Las palabras ya nunca le salían sin más. Necesitaba calcular y sopesar hasta la última sílaba. Todo lo que decía estaba calibrado para provocar risas o para dominar o para ganar dinero. Estaba sentado en la cocina, bebiendo café mientras su mujer miraba una revista. Ahora la bajó un poco y le preguntó:
—¿Qué te pasa por la cabecita?
Él solo le podía ver los ojos azules por encima de las cubiertas.
—¿Se te ha comido la lengua el gato? —dijo ella.
Cualquier respuesta que él pudiera darle resultaría trillada. Hablar de lo que fuera... crear más palabras solo empeoraría una situación ya deplorable. Ya hacía demasiado tiempo que el lenguaje lo usaba como yegua de cría, de forma que había decidido no decir nada más a menos que tuviera algo importante que decir. Había dejado de lado el crucigrama del periódico que hacía todas las mañanas. Usaba el libro que había estado leyendo de posavasos para su tazón de café. Ya sentía las palabras que tenía encerradas dentro, la presión en aumento, expandiéndose hacia una explosión. Le preocupaba la posibilidad de que el lenguaje hubiera llegado a la Tierra y hubiera inventado a la gente a fin de perpetuarse. Lo decía la Biblia: «En el principio estaba la Palabra, y la Palabra estaba con Dios, y la Palabra era Dios». El lenguaje había llegado del espacio exterior y había apareado a los lagartos o a los monos o a quien fuera, hasta fabricar un anfitrión personalizado que pudiera hacerle de vehículo. Luego le había enseñado a esa primera persona la compleja secuencia de ADN de los nombres propios y los verbos compuestos. Fuera del lenguaje él no existía. No había un método para escapar. Sentir cualquier cosa ya requería cantidades cada vez mayores de palabras. Depósitos enormes y cargamentos aéreos de palabras. Hacía falta una montaña entera de charla para alcanzar la idea más minúscula. La conversación era como una de esas máquina de Rube Goldberg en las que un pájaro picoteaba un grano de trigo pegado a un botón y al pulsar el botón activaba una locomotora y la mandaba a toda velocidad por ciento cincuenta kilómetros de vía desgastada hasta que chocaba contra una bomba atómica cuya explosión asustaba a un ratón en Nueva Zelanda haciendo que se le cayera un trozo de queso azul sobre una balanza y descompensara los platillos de manera que el platillo vacío se elevara y accionara un interruptor que meneaba un cable que a su vez liberaba un martillito que caía con la fuerza suficiente como para partir la cáscara de un pistacho. Su esposa suspiró como si fuera a decir algo. Él se la quedó mirando, expectante, confiando en que fuera el pistacho. Las letras grandes y amarillas de su revista decían: «Elle Decor». Su mujer tosió y volvió a la lectura, levantando su taza de café y apoyándosela en los labios para convertirla en una especie de máscara blanca mientras le decía:
—Los franceses tienen una expresión para referirse a lo que estás pensando.

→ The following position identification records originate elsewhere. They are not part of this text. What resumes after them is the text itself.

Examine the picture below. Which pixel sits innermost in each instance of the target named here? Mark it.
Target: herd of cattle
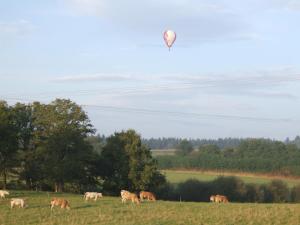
(125, 195)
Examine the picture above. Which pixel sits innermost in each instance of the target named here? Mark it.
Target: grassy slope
(110, 210)
(176, 176)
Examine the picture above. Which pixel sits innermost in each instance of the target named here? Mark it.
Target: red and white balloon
(170, 38)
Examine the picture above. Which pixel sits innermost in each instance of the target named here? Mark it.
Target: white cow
(92, 195)
(17, 202)
(3, 193)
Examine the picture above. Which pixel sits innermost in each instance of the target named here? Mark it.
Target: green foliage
(8, 141)
(184, 148)
(252, 155)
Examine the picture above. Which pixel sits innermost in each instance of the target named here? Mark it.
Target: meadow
(110, 210)
(177, 176)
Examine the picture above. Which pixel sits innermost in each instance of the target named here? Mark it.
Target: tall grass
(110, 210)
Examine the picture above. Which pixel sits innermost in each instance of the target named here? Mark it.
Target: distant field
(176, 176)
(157, 152)
(110, 210)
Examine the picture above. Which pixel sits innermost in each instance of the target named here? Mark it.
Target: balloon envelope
(169, 37)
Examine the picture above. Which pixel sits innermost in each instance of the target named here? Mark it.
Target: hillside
(110, 210)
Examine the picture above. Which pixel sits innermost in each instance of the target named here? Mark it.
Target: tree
(8, 141)
(184, 148)
(61, 129)
(128, 164)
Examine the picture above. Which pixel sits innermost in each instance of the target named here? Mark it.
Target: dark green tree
(61, 129)
(128, 164)
(8, 142)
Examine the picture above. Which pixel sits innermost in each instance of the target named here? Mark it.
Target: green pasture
(110, 210)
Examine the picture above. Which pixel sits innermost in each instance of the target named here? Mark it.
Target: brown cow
(147, 195)
(126, 195)
(64, 204)
(221, 198)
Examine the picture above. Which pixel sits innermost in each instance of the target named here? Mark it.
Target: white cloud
(16, 28)
(95, 77)
(194, 19)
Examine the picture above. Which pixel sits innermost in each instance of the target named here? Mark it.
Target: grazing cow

Él sabía a ciencia cierta que todo el mundo estaba poblado por miles de millones de microbios, y no solo la flora del tracto intestinal. La gente hacía de anfitrión para unas poblaciones de ácaros y de virus que solo querían reproducirse y seguir viviendo en otra parte. Con cada apretón de manos abandonaban el barco. Era una locura imaginarse que fuéramos otra cosa que simples vehículos que transportaban de un lado a otro a los mandones de nuestros pasajeros. No éramos nada. Dio un sorbo de café, mandándole más azúcar y cafeína a todo el mundo que iba a bordo. A fin de aliviar la presión, se imaginó a sí mismo echando paladas de palabras a un horno en el que se quemaban para darle energía a un transatlántico colosal en el que cada camarote era del tamaño de un campo de fútbol y cada salón de baile era tan grande que no se veía la pared del otro lado. Esa embarcación cruzaba a vapor un océano donde siempre era de noche. Hasta la última luz de la última cubierta emitía un resplandor blando de quirófano mientras sonaba un vals, y las chimeneas escupían el rastro de cenizas de los diálogos incinerados. Él estaba en la carbonera, con los pies bien separados para darse estabilidad mientras echaba paladas de «Hola» y «Feliz cumpleaños» y «Que tengas un buen día» a las llamas rugientes. Echó un montón de «Te quiero» y una pila de «¿Eso incluye el IVA?». Se imaginó un planeta azul y perfecto, libre de palabras hasta que algún día llegaba aquel barco. Que ni siquiera tenía que ser un transatlántico. Bastaba con un simple bote salvavidas. Con un solo marinero agonizante incubando todavía un puñado de palabras viables dentro de la boca. Con su último aliento, el marinero preguntaría «¿Quién es?», y con eso bastaría para destruir un paraíso.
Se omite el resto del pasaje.